In a script, the author brings in the canonical form the PDE in $\mathbb{R}^2$ $$ \partial_{x x} u-2 \partial_{x y} u-3 \partial_{y y} u+\partial_y u=0 . $$ I only do not get this part:
(...) Therefore, the desired change of variables is $$ x^{\prime} =x, \qquad y^{\prime} =\frac{1}{2} x+\frac{1}{2} y $$ Under this change we have $$ \partial_{x x} u-2 \partial_{x y} u-3 \partial_{y y} u=\partial_{x^{\prime} x^{\prime}} u-\partial_{y^{\prime} y^{\prime}} u $$ and $$ \partial_y u=\frac{\partial x^{\prime}}{\partial y} \partial_{x^{\prime}} u+\frac{\partial y^{\prime}}{\partial y} \partial_{y^{\prime}} u=\frac{1}{2} \partial_{y^{\prime}} u . $$
How does he get the right hand sides of each part?
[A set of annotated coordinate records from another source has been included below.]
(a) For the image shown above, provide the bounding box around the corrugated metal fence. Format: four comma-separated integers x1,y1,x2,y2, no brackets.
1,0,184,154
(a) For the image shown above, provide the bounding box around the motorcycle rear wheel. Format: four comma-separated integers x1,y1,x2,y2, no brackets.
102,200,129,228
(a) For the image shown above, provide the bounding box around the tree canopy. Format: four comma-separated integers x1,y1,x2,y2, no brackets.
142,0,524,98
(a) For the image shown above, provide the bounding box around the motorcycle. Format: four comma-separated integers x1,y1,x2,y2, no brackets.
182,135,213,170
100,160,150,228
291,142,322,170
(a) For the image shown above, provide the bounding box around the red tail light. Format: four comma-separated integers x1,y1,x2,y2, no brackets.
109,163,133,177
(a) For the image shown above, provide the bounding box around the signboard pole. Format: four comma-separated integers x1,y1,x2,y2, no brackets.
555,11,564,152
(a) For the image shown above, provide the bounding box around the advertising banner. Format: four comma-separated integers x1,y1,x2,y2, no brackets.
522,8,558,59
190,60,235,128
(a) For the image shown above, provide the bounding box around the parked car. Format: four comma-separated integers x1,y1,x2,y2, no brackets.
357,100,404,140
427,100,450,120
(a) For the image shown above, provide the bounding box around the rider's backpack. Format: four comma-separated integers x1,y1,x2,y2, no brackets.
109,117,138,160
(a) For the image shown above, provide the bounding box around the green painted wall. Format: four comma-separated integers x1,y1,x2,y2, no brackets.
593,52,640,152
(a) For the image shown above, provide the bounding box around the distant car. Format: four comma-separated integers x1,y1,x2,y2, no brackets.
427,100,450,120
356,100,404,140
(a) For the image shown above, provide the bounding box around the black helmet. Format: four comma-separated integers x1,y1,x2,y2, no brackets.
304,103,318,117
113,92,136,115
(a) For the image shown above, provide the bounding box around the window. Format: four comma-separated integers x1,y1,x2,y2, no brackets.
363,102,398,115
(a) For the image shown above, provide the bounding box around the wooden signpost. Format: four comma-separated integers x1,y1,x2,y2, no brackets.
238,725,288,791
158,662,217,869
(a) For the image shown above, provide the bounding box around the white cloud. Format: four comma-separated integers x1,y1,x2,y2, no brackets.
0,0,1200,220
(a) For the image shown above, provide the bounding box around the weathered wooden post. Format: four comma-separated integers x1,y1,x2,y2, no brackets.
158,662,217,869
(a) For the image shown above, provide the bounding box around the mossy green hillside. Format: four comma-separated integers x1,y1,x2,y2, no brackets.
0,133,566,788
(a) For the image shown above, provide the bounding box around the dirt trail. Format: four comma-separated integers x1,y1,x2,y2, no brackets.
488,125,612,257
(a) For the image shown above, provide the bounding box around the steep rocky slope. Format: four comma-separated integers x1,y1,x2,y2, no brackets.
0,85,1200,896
Somehow the chain rule is used but I do not get the logic and the arithmetic behind the calculations. Thanks in advance.
With the transformation $\xi=x,\eta=\frac{1}{2}x+\frac{1}{2}y$
we get the differential operators (using the chain rule)
$$\partial_x=\frac{\partial}{\partial{\xi}}\frac{\partial{\xi}}{\partial{x}}+\frac{\partial}{\partial{\eta}}\frac{\partial{\eta}}{\partial{x}}=\frac{\partial}{\partial{\xi}}+\frac{1}{2}\frac{\partial}{\partial{\eta}}$$
$$\partial_y=\frac{\partial}{\partial{\eta}}\frac{\partial{\eta}}{\partial{y}}=\frac{1}{2}\frac{\partial}{\partial{\eta}}$$
$$\partial{x x}=(\frac{\partial}{\partial{\xi}}+\frac{1}{2}\frac{\partial}{\partial{\eta}})^2=\frac{\partial^2}{\partial{\xi^2}}+\frac{\partial^2}{\partial{\xi}\partial{\eta}}+\frac{1}{4}\frac{\partial^2}{\partial{\eta^2}}$$
$$\partial{y y}=(\frac{1}{2}\frac{\partial}{\partial{\eta}})^2=\frac{1}{4}\frac{\partial^2}{\partial{\eta^2}}$$
$$\partial{x y}=(\frac{\partial}{\partial{\xi}}+\frac{1}{2}\frac{\partial}{\partial{\eta}})\cdot(\frac{1}{2}\frac{\partial}{\partial{\eta}})=\frac{1}{2}\frac{\partial^2}{\partial{\xi}\partial{\eta}}+\frac{1}{4}\frac{\partial^2}{\partial{\eta^2}}$$
Putting all together we finally get the transformed PDE $$(\partial{x x}-2\partial{x y}-3\partial{y y}+\partial{y})\cdot u(x,y)=(\partial{\xi \xi}-\partial{\eta \eta}+\frac{1}{2}\partial{\eta})\cdot u(\xi,\eta)=0$$
$$u_{\xi \xi}-u_{\eta \eta}+\frac{1}{2}u_{\eta}=0$$